Pressure-depth relation | Hydrostatic pressure
The deeper we sink into a fluid, the greater the pressure in the fluid becomes. The extra pressure originates from the weight of the fluid and is called hydrostatic pressure.
Pressure-depth relation
If the pressure at a certain depth in the fluid is \(p_0,\) the pressure at a depth equal to the previous depth plus \(h\) is
\[p(h) = p_0 + \varrho h g.\]
Example: deep-sea fish
Certain fishes live thousands of metres below sea surface. Take a depth of \(h = 1000\,\mathrm{m}\) for example. The pressure at sea level is the atmospheric pressure \(p_0 \approx 10^5\,\mathrm{Pa},\) whilst at a depth \(1000\,\mathrm{m}\) it is
\[p = p_0 + \varrho h g = 10^5\,\mathrm{Pa} + 1000\,\,\frac{\mathrm{kg}}{\mathrm{m}^3} \cdot 9.81\,\frac{\mathrm{m}}{\mathrm{s}^2} \cdot 1000\,\mathrm{m} = 9.91 \cdot 10^6\,\mathrm{Pa}.\]
This is \(\approx 100\) times as much as atmospheric pressure. Deep-sea fish do not get crushed, though, as the pressure inside them is the same as the pressure in their surroundings. But it also means that if you bring such a species to the surface of the sea, they will burst as the internal pressure within them is so much greater than the external pressure at sea level.
Proof: pressure-depth relation
Let us assume that we have an incompressible fluid of density \(\varrho\) at rest. We pick the fluid contained within an imaginary cylinder of cross-sectional area \(A\) extending from depth \(d\) to depth \(d + h.\) The external fluid exerts forces at all points on the surface of the sample, perpendicular to the surface.
The net lateral force acting on the fluid cylinder is zero as if we pick a small area in a given depth, the force acting on it will be of the same magnitude but of opposite direction as the force acting on an equal lateral area located opposite the first one at the same depth.

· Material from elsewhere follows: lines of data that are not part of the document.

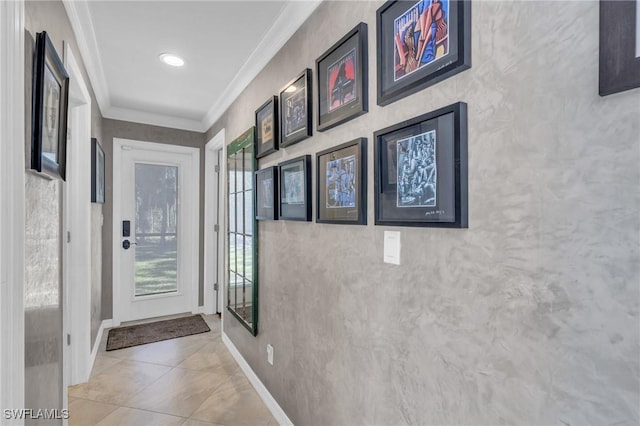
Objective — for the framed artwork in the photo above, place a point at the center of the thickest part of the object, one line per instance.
(295, 110)
(295, 189)
(49, 113)
(341, 184)
(267, 128)
(420, 43)
(97, 172)
(619, 46)
(342, 79)
(266, 184)
(421, 170)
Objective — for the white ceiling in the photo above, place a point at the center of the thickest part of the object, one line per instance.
(224, 44)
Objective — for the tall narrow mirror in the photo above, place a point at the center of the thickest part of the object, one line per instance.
(242, 288)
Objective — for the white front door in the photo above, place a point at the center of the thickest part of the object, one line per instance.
(156, 189)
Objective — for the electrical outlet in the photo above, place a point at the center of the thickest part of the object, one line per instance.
(270, 354)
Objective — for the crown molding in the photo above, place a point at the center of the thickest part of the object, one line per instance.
(292, 17)
(153, 119)
(82, 25)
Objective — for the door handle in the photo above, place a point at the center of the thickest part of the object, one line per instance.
(126, 244)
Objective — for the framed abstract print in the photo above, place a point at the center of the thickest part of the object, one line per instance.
(342, 79)
(295, 189)
(342, 184)
(267, 127)
(619, 46)
(421, 170)
(420, 43)
(97, 172)
(295, 110)
(266, 184)
(49, 114)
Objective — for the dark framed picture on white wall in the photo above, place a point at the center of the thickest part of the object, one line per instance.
(342, 79)
(49, 113)
(421, 170)
(295, 110)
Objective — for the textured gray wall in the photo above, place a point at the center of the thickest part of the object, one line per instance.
(96, 270)
(528, 317)
(142, 132)
(43, 242)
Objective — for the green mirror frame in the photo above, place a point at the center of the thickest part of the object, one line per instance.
(242, 235)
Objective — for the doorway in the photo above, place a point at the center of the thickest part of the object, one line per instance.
(214, 220)
(155, 253)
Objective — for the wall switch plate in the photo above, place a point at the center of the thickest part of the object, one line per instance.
(392, 247)
(270, 354)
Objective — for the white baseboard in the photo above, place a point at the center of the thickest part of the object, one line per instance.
(96, 345)
(277, 412)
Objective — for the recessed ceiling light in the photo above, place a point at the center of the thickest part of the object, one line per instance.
(173, 60)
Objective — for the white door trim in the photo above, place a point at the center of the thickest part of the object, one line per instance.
(77, 221)
(193, 193)
(12, 194)
(211, 197)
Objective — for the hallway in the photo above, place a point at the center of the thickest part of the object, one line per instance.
(189, 381)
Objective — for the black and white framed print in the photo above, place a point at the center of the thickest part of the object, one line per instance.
(50, 103)
(295, 110)
(97, 172)
(342, 79)
(266, 185)
(421, 170)
(341, 184)
(619, 46)
(267, 127)
(420, 43)
(295, 189)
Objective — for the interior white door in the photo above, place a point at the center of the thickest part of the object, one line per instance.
(157, 230)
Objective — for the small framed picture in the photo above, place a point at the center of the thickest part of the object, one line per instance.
(420, 43)
(342, 184)
(342, 79)
(97, 172)
(295, 189)
(267, 128)
(266, 184)
(295, 110)
(619, 46)
(421, 170)
(50, 103)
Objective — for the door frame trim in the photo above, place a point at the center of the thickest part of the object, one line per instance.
(193, 257)
(216, 143)
(12, 193)
(76, 214)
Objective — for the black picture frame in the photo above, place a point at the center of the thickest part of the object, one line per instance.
(450, 54)
(267, 127)
(341, 184)
(49, 110)
(296, 108)
(343, 79)
(266, 185)
(425, 182)
(619, 55)
(97, 172)
(294, 189)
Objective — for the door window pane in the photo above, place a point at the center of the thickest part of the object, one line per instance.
(156, 264)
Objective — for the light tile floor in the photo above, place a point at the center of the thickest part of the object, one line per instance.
(189, 381)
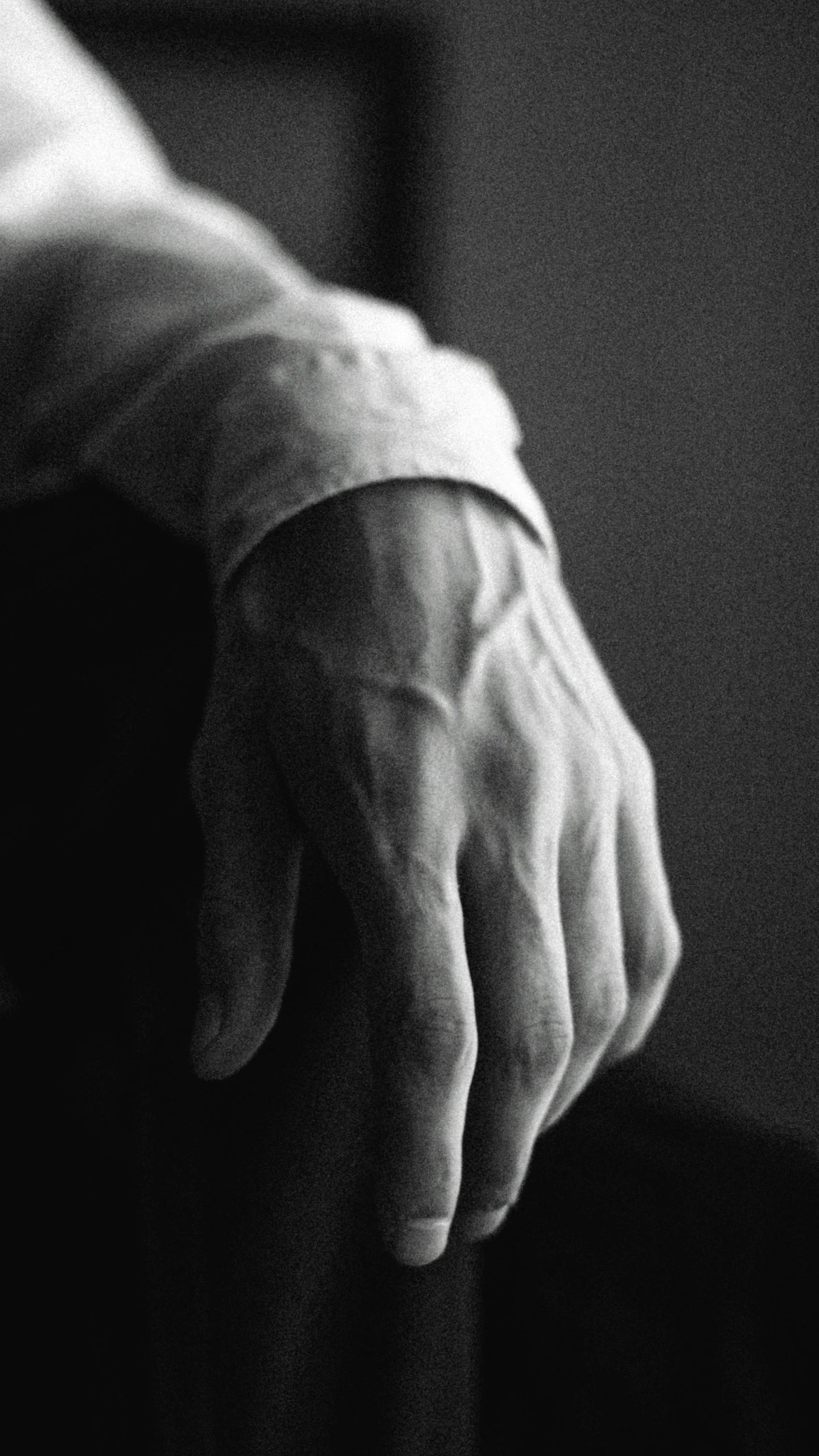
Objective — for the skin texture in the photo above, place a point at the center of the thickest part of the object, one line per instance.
(401, 674)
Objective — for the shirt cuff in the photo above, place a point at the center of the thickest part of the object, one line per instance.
(320, 421)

Let us denote the pressure on the top face by \(p_0\) and the pressure on the bottom face by \(p.\) To get the net force acting on the selected fluid cylinder is the vector sum of the forces associated with \(p_0\) and \(p\) plus the force of gravity. Since the fluid is stationary, this net force must be zero. The equilibrium condition in the vertical direction: \[\sum{F_y} = 0 = p A - m g - p_0 A.\] The mass of the sample can be expressed using the density and the volume: \[m = \varrho V = \varrho A h.\] Substituting this into the equilibrium equation we get \[0 = p A - \varrho A h g - p_0 A.\] Dividing both sides by \(A\) and rearranging, we obtain the pressure-depth relation:
\[p = p_0 + \varrho h g.\]
Hydrostatic paradox
The pressure \(p\) at a given depth does not depend on the shape or the cross section of the container. If the fluid level is the same, the pressure at the bottom of these containers is also the same, regardless of the shape of the container.